Mr. Goodenough Taylor, one of the proprietors of the Times and Mirror newspaper, has kindly given a Ten Guinea Challenge Cup, to be raced for by Bristol postmen who use bicycles in connection with their Post Office business of delivering and collecting letters. The cup has to be won three years, not necessarily in succession, before it becomes the postman’s sole property. The terms under which the competition for the cup is held are as follows, viz.: “Competitors to be postmen of any age or rank; appointed, unestablished, auxiliary, or sub-postmaster’s assistant, of not less than two years’ service, who have never won a prize in public competition. Competitors to be certified as having in the course of the preceding twelve months, under official sanction or direction, ridden 150 miles in the execution of their official duties, or to and from the office when attending duty. The race to be a handicap race of two miles, to take place on the Gloucestershire County Ground or other enclosure during each year. The postmaster, assisted by experts in the Post Office service, to be the handicapper. The handicap to be framed on points of age, physical ability, and regard to be had to the weight or kind of bicycle to be used in competition.” Postman Newman, of Coalpit Heath, was the winner this year (1899).
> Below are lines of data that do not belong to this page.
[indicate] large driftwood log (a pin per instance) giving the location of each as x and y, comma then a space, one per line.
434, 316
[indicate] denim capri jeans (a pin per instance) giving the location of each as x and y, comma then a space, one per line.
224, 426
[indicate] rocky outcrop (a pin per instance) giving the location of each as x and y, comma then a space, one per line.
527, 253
The postmen have a library, consisting now of some 700 volumes. It was started in 1892. The writer made an appeal through the local press for gifts of books to form the nucleus of a library for the postmen and telegraph messengers attached to the Bristol Post Office. This appeal was liberally and promptly responded to by the residents of Bristol and Clifton. Warmest thanks are due to the newspaper proprietors for their kindness in inserting paragraphs relating to the subject, as, but for their powerful co-operation in the matter, the movement could not have been brought to a successful issue. A well-known literary gentleman at Clifton gave eighty volumes, Mr. Harold Lewis, B.A., showed his interest in the movement by the donation of 200 copies; and Mr. J. W. Arrowsmith has frequently given fifty volumes at a time. The postmen themselves manage the library, and contribute small sums weekly towards its maintenance and further development.